We’ve put a lot of effort and investment into this lately. In essence, training is no longer just a classroom interaction at a single point in time. It’s a continuing journey of preparation, self-paced knowledge acquisition, immersive interaction between a trainer and delegates, digital reinforcement, integration with working life, measurement, refreshment, and analysing the payoffs. We like to think that anyone we work with gets each of these things, and that they get them delivered where and when they want them in the languages they need them. So, for example, a great deal of the knowledge-based digital pre-work, and the Insights and Refreshers we provide to people who train with us, are available in their languages via a common portal. We were also pretty much the first people in our field to offer a fully virtual sales training experience, so that people in all corners of the world can experience a fully featured simultaneous live SPIN’ Selling programme, with a live trainer. That means that organisations with globally dispersed sales teams can get real life behavioural sales training, as a group, without having to get on a plane.

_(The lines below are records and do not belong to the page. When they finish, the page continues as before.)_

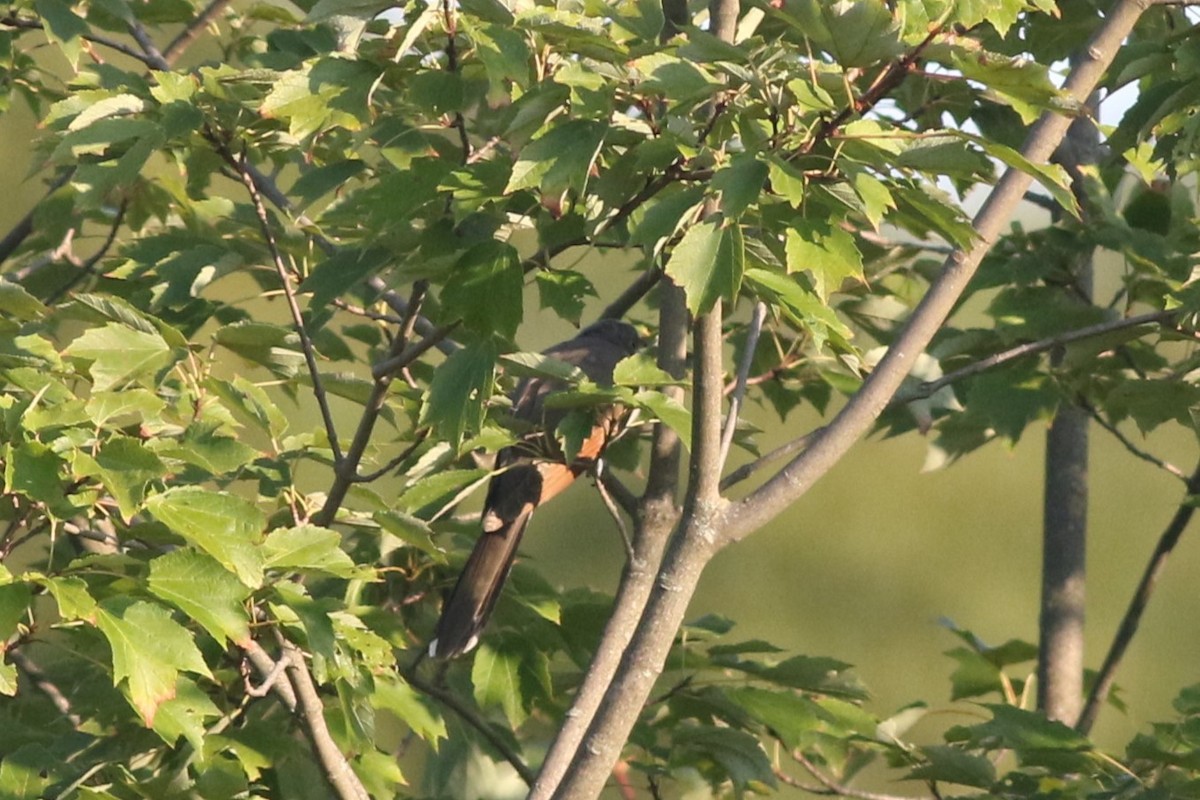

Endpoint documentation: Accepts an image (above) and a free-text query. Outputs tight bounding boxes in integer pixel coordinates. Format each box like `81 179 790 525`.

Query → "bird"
428 319 641 660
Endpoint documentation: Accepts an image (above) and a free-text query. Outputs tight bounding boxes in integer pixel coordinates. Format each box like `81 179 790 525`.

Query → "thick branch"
552 302 725 800
722 0 1147 542
529 282 688 800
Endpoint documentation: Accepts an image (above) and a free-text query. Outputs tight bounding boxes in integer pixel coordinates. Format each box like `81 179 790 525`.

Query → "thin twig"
313 281 430 527
402 670 534 786
162 0 232 65
792 750 913 800
596 459 635 560
1084 403 1192 483
240 639 296 711
354 427 431 483
5 648 83 729
44 198 128 306
0 14 161 70
716 300 767 470
1075 464 1200 734
600 264 662 319
126 19 170 70
888 311 1178 408
371 318 460 380
238 149 343 464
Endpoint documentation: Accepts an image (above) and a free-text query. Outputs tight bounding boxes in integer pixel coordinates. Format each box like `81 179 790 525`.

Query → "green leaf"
0 583 32 644
300 247 395 309
146 486 264 589
442 240 524 339
371 675 448 744
396 469 491 513
29 575 96 622
674 726 775 793
263 525 357 578
152 419 258 475
212 321 305 377
726 686 820 750
629 186 704 253
204 375 288 439
470 643 528 728
504 120 608 196
96 597 212 727
630 391 691 450
908 745 996 789
0 278 47 320
96 437 167 521
612 353 689 389
745 269 852 348
713 154 770 219
34 0 90 67
148 549 250 645
64 323 172 391
292 158 367 205
820 0 904 67
786 219 865 302
154 675 221 753
534 270 599 325
420 341 497 449
666 215 745 314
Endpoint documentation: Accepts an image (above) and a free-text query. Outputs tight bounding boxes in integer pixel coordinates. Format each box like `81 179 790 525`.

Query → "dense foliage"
0 0 1200 799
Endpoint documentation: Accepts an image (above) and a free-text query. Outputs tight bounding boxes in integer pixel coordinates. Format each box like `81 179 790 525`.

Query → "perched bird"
428 319 641 658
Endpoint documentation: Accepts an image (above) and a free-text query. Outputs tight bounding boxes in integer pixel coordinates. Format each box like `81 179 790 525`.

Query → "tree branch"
716 301 767 473
238 151 343 465
529 282 688 800
402 669 534 786
1075 464 1200 734
313 281 428 528
280 636 370 800
724 0 1146 542
552 302 727 800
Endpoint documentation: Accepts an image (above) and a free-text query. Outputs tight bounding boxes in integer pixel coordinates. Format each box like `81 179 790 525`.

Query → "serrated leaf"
148 549 251 645
632 391 691 451
64 323 170 391
612 353 688 389
442 240 524 338
0 583 32 643
504 120 608 196
96 597 212 727
727 686 820 750
666 215 745 314
420 342 497 449
300 247 395 309
470 643 528 728
205 375 288 439
371 675 448 745
146 486 265 589
674 726 775 793
713 154 770 219
0 279 47 320
396 469 491 513
96 437 167 521
30 576 96 622
263 525 360 578
534 270 599 324
786 219 864 302
908 745 996 789
154 675 221 753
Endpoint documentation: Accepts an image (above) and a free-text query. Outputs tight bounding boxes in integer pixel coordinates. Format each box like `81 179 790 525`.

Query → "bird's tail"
430 505 533 658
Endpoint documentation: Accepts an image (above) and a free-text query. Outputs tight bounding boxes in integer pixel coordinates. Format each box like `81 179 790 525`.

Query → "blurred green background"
0 50 1200 796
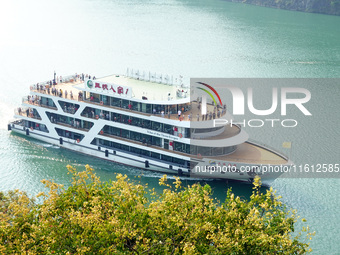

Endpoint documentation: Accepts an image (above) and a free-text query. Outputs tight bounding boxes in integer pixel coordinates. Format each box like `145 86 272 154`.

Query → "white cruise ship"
8 71 291 181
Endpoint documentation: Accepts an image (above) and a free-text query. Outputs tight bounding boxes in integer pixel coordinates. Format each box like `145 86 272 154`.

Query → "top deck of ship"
26 75 226 121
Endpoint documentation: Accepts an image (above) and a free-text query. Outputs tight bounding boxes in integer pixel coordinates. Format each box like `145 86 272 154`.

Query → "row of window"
81 107 190 138
91 138 189 167
84 92 191 115
46 112 94 130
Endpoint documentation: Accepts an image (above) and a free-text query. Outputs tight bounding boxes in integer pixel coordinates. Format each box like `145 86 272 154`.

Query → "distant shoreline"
225 0 340 16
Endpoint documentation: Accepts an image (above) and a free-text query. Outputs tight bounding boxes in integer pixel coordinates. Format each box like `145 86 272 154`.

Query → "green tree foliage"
0 166 312 254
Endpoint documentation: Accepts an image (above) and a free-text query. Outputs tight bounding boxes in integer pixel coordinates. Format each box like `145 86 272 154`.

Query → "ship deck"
29 75 226 121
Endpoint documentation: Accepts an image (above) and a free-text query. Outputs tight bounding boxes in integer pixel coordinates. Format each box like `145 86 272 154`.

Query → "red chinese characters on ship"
94 82 129 95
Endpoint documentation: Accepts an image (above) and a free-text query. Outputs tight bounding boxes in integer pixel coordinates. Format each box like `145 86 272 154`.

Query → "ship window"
151 152 161 159
173 158 185 165
161 155 172 162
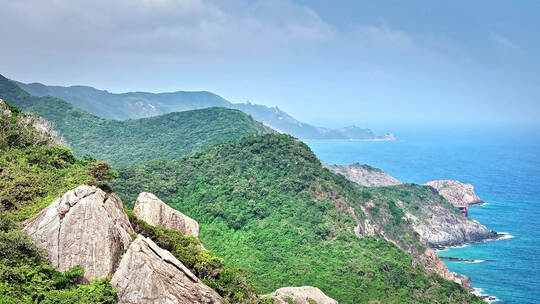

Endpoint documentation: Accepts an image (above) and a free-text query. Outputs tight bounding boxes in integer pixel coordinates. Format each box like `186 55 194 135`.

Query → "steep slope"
0 100 267 304
114 135 479 303
323 164 401 187
0 100 116 304
0 76 270 166
15 78 393 140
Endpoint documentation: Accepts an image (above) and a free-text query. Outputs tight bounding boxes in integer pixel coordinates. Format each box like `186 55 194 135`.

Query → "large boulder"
426 179 483 207
111 235 223 304
133 192 199 237
267 286 338 304
24 186 133 279
322 163 401 187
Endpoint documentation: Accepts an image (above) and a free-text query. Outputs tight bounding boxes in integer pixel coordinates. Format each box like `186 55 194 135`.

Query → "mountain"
0 76 272 167
15 78 393 140
112 134 481 303
0 99 271 304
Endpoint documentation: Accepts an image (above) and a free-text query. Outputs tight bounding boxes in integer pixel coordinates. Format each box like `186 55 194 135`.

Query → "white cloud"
0 0 333 57
490 33 522 54
353 22 416 52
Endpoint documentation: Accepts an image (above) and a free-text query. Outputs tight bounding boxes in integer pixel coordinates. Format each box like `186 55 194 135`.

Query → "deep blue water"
306 127 540 303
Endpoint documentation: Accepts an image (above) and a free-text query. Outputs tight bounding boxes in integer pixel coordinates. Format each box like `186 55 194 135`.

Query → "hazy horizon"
0 0 540 126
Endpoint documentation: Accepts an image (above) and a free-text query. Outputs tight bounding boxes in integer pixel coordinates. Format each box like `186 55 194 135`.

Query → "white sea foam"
472 288 500 303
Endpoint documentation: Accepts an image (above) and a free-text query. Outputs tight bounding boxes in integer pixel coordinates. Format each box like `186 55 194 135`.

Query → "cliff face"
24 186 133 280
24 186 223 304
133 192 199 237
111 235 223 304
400 202 497 248
426 179 483 207
322 163 401 187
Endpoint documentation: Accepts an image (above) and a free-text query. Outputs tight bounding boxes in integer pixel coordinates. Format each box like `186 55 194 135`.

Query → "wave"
472 288 500 303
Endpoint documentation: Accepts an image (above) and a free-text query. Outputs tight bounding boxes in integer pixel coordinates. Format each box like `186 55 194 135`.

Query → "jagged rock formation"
133 192 199 237
267 286 338 304
404 204 498 248
111 235 224 304
426 179 483 207
420 248 473 291
322 163 401 187
24 186 133 279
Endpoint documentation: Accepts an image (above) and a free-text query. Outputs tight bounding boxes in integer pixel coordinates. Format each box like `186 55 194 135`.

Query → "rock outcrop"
266 286 338 304
111 235 224 304
420 248 473 291
426 179 483 207
404 201 498 248
322 163 401 187
133 192 199 237
24 186 133 279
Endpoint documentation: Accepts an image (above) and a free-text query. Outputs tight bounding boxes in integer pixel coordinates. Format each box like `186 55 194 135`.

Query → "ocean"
305 126 540 303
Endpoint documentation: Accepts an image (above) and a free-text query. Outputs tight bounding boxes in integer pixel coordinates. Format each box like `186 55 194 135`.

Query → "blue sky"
0 0 540 127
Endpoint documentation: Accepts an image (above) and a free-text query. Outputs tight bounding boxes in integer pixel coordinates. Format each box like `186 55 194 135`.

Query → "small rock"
24 186 133 280
111 235 224 304
266 286 338 304
133 192 199 237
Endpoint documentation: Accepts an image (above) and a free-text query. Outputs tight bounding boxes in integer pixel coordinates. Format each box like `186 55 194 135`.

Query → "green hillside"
114 135 482 303
0 76 269 167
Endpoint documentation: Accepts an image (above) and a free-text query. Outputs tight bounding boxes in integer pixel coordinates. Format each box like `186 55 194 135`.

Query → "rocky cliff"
426 179 484 207
24 186 223 304
133 192 199 237
111 235 224 304
24 186 133 280
322 163 401 187
267 286 338 304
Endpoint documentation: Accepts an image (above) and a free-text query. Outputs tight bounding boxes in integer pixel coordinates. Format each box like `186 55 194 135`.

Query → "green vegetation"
0 101 116 304
113 135 482 303
126 210 258 303
0 75 270 167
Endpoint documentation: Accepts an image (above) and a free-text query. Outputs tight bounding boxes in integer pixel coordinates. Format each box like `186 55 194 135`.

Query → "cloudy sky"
0 0 540 127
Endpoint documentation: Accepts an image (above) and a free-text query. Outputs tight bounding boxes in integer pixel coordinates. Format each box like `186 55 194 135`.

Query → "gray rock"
133 192 199 237
398 202 498 248
322 163 401 187
426 179 483 207
24 186 133 280
111 235 224 304
266 286 338 304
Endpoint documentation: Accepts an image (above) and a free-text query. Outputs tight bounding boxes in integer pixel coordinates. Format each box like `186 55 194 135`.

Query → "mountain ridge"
14 81 394 140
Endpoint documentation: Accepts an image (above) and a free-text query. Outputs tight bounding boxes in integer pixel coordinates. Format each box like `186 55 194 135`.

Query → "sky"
0 0 540 127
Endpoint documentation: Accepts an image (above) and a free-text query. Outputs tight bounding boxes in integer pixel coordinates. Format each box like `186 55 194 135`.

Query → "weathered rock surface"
24 186 133 279
322 163 401 187
420 248 473 291
133 192 199 237
111 235 223 304
426 179 483 207
398 202 498 248
267 286 338 304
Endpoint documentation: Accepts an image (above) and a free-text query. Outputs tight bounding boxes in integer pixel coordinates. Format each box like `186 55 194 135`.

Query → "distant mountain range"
15 81 394 140
0 75 274 167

Being able to support embedding and reinforcement of skills, through ‘ for example ‘ mobile devices and our new App, means that wherever in the world people are travelling, as long as they’ve got a smartphone or a tablet and an internet connection, they’ve got Huthwaite.
Will people in our industry still need face-to-face behavioural skills ten or 20 years from now?
Looking at the last 20 years, and the huge changes we’ve seen in global healthcare, the only thing we can be sure of is that there is much more change to come over the next 20 years. Will there still be a need for medical sales? In some form or another, yes. People will still be buying from other people, and looking for added value in the relationship. In fact, the more reliant people are on digital sources of information to sift the early candidates in a supply opportunity, the more important the behavioural skills become for the rarer moments when you get the one make-or-break chance to influence the customer’s thinking through your persuasive, consultative behaviour. Anyone who enters that phase without the necessary skills will continue to be at a big disadvantage.